In order to understand the difference between the distribution and dynamics of Cnn in brain cells and syncytial embryos, we compared the shapes of the pre-bleached and initial recovery profiles between the two cell types. Both the pre-bleached and initial-recovery profiles of Spd-2–GFP were very similar between embryos and brain cells (Figure 1G,H). In contrast, while the initial recovery profile of GFP–Cnn was very similar between embryos and brain cells (Figure 1H), the pre-bleached profile of GFP–Cnn was far more spread out in embryos (Figure 1G). This difference is likely due to the strong microtubule-dependent forces that move Cnn outwards in syncytial embryos, generating the phenomenon of ‘centrosomal flaring’ [5,7,8], that appear to be largely absent in brain cells (Figure S2A).

Interestingly, Spd-2–GFP does not appear to flare extensively in either embryos or brain cells (Figure S2A). We wondered, therefore, whether the centrosomal-flux of Spd-2–GFP occurs independently of microtubules. To test this, we examined the dynamic behaviour of Spd-2–GFP at centrosomes in syncytial embryos injected with the microtubule depolymerising drug colchicine. Remarkably, the dynamic behaviour of Spd-2–GFP was unperturbed: it continued to flux outwards from the centrioles at normal rates (Figure 1I–K, S2B), and, in contrast to GFP–Cnn [5], its levels at centrosomes remained roughly constant (Figure S2C).

Together with our previous findings, these data suggest that there are two phases to the expansion of the mitotic PCM in flies. In the first phase, which occurs in both embryos and brain cells, Spd-2 is incorporated around the wall of the mother centriole and then fluxes outwards in a microtubule independent manner. Spd-2 helps recruit other proteins into the PCM, but in the absence of Cnn it rapidly dissipates and cannot accumulate [6]. When Cnn is present, however, Spd-2 helps recruit it into the PCM where Cnn becomes phosphorylated by Polo and so assembles a multimeric Cnn scaffold [5]. This scaffold supports the outward expansion of Spd-2 and so expanded PCM recruitment [6]. Importantly, the expansion of Spd-2 in turn allows Cnn to be incorporated over a larger area, thus potentially establishing a positive feedback loop that ensures robust PCM assembly. In the second phase, which occurs in syncytial embryos but is largely absent in brain cells, the Cnn scaffold fluxes outwards along centrosomal microtubules, allowing the mitotic PCM to spread even further away from the centrioles.
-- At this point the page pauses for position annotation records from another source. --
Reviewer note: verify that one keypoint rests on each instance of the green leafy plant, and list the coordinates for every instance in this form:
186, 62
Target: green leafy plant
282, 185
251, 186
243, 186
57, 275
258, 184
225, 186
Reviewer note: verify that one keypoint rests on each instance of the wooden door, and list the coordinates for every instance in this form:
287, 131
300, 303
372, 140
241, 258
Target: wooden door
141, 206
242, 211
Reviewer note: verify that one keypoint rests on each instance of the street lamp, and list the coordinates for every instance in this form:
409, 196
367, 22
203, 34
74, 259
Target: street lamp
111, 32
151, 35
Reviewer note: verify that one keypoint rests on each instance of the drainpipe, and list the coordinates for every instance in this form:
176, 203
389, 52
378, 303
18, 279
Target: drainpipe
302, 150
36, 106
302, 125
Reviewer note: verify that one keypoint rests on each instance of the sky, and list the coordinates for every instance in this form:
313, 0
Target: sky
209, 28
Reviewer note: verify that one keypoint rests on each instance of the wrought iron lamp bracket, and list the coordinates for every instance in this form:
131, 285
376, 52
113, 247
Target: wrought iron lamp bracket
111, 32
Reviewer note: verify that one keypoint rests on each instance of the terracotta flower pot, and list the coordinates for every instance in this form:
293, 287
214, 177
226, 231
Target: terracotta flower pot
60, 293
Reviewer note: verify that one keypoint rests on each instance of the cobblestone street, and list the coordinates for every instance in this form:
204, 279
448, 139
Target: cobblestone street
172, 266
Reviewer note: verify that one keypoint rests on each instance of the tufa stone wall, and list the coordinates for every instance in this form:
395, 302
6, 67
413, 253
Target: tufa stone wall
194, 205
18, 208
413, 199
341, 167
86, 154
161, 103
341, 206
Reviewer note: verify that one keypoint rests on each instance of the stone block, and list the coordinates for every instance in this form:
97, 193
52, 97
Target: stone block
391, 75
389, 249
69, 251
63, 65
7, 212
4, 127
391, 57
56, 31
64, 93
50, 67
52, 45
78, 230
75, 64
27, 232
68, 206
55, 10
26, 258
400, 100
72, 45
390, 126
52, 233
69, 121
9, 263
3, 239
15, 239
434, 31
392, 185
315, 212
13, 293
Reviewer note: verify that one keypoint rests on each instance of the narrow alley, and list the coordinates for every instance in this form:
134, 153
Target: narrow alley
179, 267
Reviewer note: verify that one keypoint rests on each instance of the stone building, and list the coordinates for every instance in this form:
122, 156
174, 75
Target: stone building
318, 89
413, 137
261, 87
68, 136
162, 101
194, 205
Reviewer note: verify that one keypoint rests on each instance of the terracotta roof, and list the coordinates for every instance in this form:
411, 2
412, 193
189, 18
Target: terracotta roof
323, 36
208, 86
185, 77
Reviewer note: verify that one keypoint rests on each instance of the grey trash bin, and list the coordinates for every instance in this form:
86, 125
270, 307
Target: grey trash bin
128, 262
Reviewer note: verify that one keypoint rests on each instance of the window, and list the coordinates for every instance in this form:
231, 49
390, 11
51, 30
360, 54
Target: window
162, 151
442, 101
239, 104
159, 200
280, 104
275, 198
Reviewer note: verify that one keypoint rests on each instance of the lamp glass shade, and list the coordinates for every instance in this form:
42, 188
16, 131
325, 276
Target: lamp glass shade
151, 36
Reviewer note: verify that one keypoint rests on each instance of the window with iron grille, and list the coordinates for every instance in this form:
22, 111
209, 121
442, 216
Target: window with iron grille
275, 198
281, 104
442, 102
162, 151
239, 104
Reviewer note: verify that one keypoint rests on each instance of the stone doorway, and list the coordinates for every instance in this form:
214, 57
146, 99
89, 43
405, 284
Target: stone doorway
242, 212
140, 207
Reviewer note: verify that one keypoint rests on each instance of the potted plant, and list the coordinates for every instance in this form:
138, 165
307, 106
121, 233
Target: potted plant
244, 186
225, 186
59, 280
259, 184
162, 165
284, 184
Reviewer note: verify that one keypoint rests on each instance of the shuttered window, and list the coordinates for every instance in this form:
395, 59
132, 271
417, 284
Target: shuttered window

Thus, Spd-2 in flies exhibits a genuine centrosomal flux that is microtubule-independent, while Cnn can build a supporting scaffold around the centrosomal Spd-2 without fluxing outwards; the microtubule-dependent outward flux of Cnn is only generated in specific cell types. Interestingly, SPD-5, which appears to perform a similar phospho-dependent scaffolding role to Cnn in worm embryos [9], does not flux outwards (see accompanying correspondence from Laos et al.). Clearly it will be interesting to determine whether Spd-2 homologues exhibit centrosomal-flux in other species.